TEORIA DA NORMA JURÍDICA

6. Estrutura da norma jurídica

Decompondo a estrutura das normas jurídicas temos:

Estrutura: proibitiva;

Antecedente: conduta ilícita; e

Consequente: punição.

Para Kelsen todas as normas jurídicas, mesmo as mais abstratas resumem-se nesta tríade. “Toda a norma jurídica pode ser compreendida como a imposição de uma sanção à conduta nela considerada” . [4]

Também, vale a pena ressaltar que a norma jurídica tem caráter impositivo, cogente, portanto normas que não possuem atos de coerção são normas que dependem das que os possuem.

“(…) Todas as normas jurídicas podem ser descritas como a prescrição de imposição de penalidade contra certa conduta”.

7. Validade e eficácia

A norma jurídica é válida se tem intrínseca relação com a Norma Hipotética Fundamental ou se é emanada de poder competente. Some-se a estes dois fatores a necessidade que tem a norma de possuir um mínimo de eficácia.

Validade e eficácia se identificam, complementam-se, entretanto não são sinônimos.

Quando ocorre uma ineficácia mais ampla da norma e, até mesmo, em todo o ordenamento jurídico, então ocorreria uma inversão de ilicitudes, uma revolução no mundo jurídico.

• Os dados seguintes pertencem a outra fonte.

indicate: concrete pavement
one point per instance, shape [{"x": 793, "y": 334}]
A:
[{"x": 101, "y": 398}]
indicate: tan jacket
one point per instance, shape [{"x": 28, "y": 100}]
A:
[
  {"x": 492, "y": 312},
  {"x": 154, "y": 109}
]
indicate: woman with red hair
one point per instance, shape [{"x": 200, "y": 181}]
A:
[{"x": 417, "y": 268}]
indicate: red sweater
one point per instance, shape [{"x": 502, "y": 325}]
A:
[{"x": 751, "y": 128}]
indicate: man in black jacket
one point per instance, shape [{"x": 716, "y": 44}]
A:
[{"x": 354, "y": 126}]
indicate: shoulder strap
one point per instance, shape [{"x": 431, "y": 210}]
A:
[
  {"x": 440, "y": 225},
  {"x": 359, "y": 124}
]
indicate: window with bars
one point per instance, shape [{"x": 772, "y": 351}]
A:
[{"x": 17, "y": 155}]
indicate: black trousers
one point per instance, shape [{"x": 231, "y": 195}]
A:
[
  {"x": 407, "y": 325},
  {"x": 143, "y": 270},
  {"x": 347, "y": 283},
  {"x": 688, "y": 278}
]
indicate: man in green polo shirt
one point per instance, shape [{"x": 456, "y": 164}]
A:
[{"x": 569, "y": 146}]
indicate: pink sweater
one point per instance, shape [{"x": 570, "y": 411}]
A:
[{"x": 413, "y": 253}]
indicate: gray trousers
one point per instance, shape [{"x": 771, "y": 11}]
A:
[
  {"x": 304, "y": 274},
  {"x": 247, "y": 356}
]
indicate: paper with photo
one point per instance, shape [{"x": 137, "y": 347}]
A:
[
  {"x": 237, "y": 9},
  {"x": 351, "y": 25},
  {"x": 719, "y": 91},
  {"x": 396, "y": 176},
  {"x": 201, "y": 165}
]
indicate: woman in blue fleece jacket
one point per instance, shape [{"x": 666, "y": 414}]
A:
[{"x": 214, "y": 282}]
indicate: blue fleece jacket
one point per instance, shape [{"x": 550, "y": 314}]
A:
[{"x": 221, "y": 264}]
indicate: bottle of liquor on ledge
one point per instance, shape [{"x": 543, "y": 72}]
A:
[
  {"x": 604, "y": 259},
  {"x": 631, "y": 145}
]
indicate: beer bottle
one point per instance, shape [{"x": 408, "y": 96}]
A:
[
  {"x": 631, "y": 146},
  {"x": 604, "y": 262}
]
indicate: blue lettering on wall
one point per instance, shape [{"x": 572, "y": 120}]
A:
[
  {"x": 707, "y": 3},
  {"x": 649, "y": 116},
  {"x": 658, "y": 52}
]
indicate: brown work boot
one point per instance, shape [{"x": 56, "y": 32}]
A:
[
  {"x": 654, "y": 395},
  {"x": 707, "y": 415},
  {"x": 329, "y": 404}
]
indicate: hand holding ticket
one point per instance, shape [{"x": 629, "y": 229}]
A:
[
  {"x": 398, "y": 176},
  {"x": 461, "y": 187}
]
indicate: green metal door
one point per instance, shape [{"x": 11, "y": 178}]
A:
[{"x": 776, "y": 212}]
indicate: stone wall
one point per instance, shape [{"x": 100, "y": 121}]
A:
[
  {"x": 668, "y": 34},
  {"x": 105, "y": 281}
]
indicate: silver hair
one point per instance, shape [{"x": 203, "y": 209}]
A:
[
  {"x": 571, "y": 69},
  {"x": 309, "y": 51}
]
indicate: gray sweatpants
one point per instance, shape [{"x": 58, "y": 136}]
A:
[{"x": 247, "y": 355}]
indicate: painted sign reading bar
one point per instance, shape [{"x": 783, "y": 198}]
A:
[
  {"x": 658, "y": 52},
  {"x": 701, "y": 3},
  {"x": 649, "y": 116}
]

O que invalida a norma fundamental é uma revolução fática [5], não um mero ato legislativo.

Para que a norma seja válida são necessários três requisitos:

a. Competência da autoridade proponente da norma;

b. Mínimo de eficácia; e

c. Eficácia do ordenamento do qual a norma é componente.

8. Sanção

É a consequência normativa da violação do preceito primário. Kelsen entende o Direito como ordem social coativa, impositiva de sanções. É justamente na coação que a norma jurídica difere-se da norma moral.

Portanto a sanção é elemento intrínseco ao Direito, pois sem ela, as normas jurídicas transformar-se-iam em normas morais, tão-somente aprovando ou desaprovando uma conduta, não podendo assim jungir a sociedade a cumpri-lo.

9. A questão das lacunas

Kelsen discorda da existência de lacunas, i.e, da inexistência de uma norma jurídica geral para um caso particular. Para ele, ou existe a norma e a conduta é proibida, ou inexiste a norma e é a conduta permitida. A lacuna na lei decorre de uma valoração político-individual da lei no caso concreto.

Para os casos de não-existência da lei específica no ordenamento jurídico, a autoridade legislativa delega ao aplicador da norma a oportunidade de suprir o ordenamento através de algumas ficções, em nosso País, analogia, costumes e princípios gerais do direito. [6]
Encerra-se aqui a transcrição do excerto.